Nuestra charla se dio en un ambiente hogareño, en mi caso desde mi habitación donde tengo mayor tranquilidad; y Emilio, desde su hogar en Sevilla rodeado de sus instrumentos musicales. 

Al que no conoce a Emilio, es una persona fascinante con quien se puede platicar sobre música.

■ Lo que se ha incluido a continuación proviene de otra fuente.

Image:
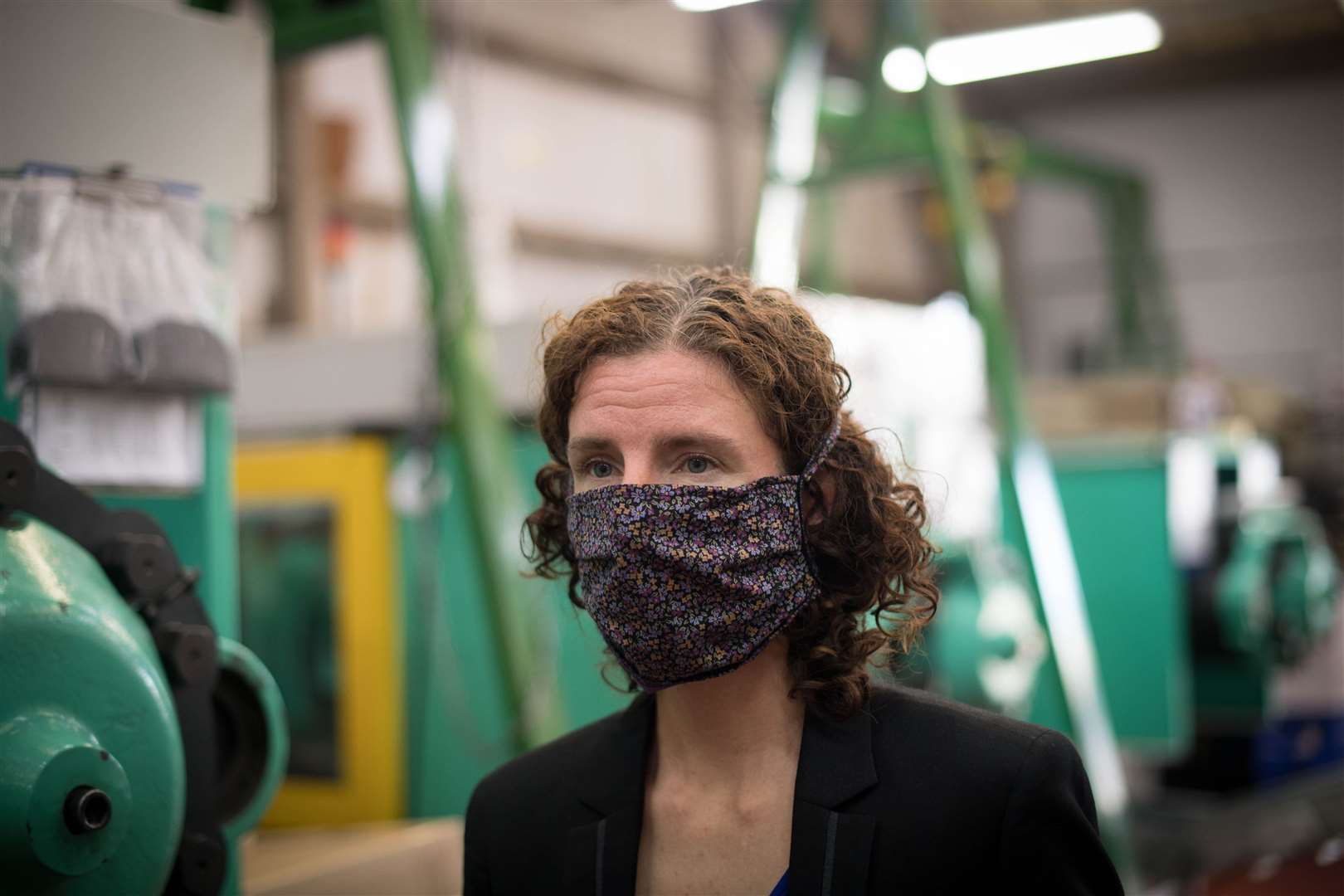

No solo es un músico profesional que se dedica a interpretar música histórica o antigua, sino que su formación educativa es envidiable. En mi charla telefónica con él, nos lleva de la mano de cómo él se ha preparado para interpretar este tipo de música a través de diferentes colecciones que están en líneas. 

Emilio, al igual que un músico aficionado o profesional, tiene una obsesión: poseer innumerables instrumentos y cuidarlos del daño que los cambios climáticos les pueda afectar. Posee sobre 30 instrumentos musicales reproducidos de la época Medieval y la descripción que hace en cuanto a su confección es sumamente ilustrativa del cuidado que requieren. 

Foto tomada prestada de la página
 web de Emilio Villalba
Esta fue construida por Asier de Benito.
Al terminar nuestra conversación me quedé con el ánimo de peregrinar, por un instante, a España para verlo en un concierto y de ahí salir con un grupo e irnos de copas y hablar de música. Como dije, Emilio es un ser maravilloso y no dudo que sus pareja de música, Sara Marina, sea 

No quiero terminar esta publicación sin agradecer a Emilio por su tiempo, la grata charla que me permitió tener con él y por conocer más sobre la música. 

Para saber más sobre Emilio, lo pueden visitar en su página de la Internet: https://www.emiliovillalba.com/.




Friday, September 15, 2017

Un viaje en autobus "musical"

Quien hubiera imaginado que el haberme mudado a los Estados Unidos mis recorridos a los distintos lugares de trabajo fuera en transportación pública. Hace una semana jamás imaginé que estaría viajando en autobús todos los días de mi hogar al trabajo y viceversa.

La travesía en el Ride-On es corta, no pasa de los veinte minutos a mi nuevo centro de trabajo. En los primeros días estuve recordando mi casi un año cuando iba de la Universidad de Puerto Rico a mi casa en Toa Baja. Un viaje de más de una hora de camino por lo lento y demacrado que estaba el sistema de autobús para esa época; el cual no debe de haber cambiado mucho. En ese viaje tan largo leía bastante y me entretenía con mi Walkman en escuchar mi música en el cassette. Recuerdo que mis incursiones a Bookstore en el Viejo San Juan era para comprar cassettes de música clásica a $5.00 cada uno de la casa disquera Deutsche Grammophon. En esos viajes busísticos conocí por vez primera la música barroca. 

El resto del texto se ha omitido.